Blakemore agrees. ‘Ideally, an agreement like a post-nup would be dealt with in advance of marriage (i.e. as a pre-nup), but if that isn’t the case or circumstances have changed then it is best to be straightforward. Your first concern may be to avoid upsetting your partner but being straightforward is always the kindest approach. I think the area to be wary of is that the other person does not think of it as a precursor to divorce.’

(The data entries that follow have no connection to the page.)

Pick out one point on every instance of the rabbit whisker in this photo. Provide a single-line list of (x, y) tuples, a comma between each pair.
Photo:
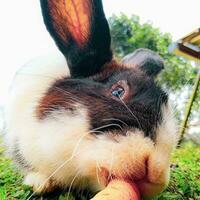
[(71, 184), (74, 153)]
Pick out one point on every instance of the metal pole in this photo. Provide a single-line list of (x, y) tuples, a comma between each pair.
[(189, 107)]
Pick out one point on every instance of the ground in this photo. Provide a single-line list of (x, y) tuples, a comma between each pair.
[(184, 184)]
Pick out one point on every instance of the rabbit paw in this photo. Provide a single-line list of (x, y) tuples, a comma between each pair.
[(39, 182)]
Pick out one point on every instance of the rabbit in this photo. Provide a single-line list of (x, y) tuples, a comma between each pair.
[(81, 118)]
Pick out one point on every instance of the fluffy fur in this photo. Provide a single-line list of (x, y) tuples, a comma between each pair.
[(92, 120), (65, 140)]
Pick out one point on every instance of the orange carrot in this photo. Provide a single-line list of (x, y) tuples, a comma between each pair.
[(119, 190)]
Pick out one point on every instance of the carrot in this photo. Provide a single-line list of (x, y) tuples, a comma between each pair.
[(119, 190)]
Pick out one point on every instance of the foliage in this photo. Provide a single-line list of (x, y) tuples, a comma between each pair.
[(129, 34), (185, 179)]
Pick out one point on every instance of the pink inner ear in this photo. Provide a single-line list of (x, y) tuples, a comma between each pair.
[(78, 19), (72, 18)]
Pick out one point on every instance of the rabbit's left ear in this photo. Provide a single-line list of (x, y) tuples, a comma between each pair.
[(81, 32), (146, 60)]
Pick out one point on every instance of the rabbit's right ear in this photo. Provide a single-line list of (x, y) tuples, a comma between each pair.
[(81, 32)]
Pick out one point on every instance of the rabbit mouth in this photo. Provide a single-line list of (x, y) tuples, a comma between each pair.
[(144, 186)]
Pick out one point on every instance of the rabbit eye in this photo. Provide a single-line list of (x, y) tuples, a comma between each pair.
[(118, 92)]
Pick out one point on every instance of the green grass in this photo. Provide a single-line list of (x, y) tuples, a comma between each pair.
[(184, 184)]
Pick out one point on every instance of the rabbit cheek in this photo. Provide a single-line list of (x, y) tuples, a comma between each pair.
[(159, 160)]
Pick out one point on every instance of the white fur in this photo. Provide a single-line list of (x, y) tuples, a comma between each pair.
[(63, 145)]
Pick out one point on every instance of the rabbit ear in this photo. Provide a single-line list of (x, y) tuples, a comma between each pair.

She adds: ‘This can be harder with post-nups, as the obvious question from the other person is ‘why now?’ Talking about it in the context of a change of circumstance can be helpful, or in terms of trying to avoid mistakes that others have made. If you have children, you could talk about it in the context of how you would want to minimise areas of conflict to reduce any impact on them, and also save money to enable you both to be in a position to provide for the children. You insure against burglary not assuming that bad things are going to happen, but to make things as painless as possible if they do – post-nups are the same.’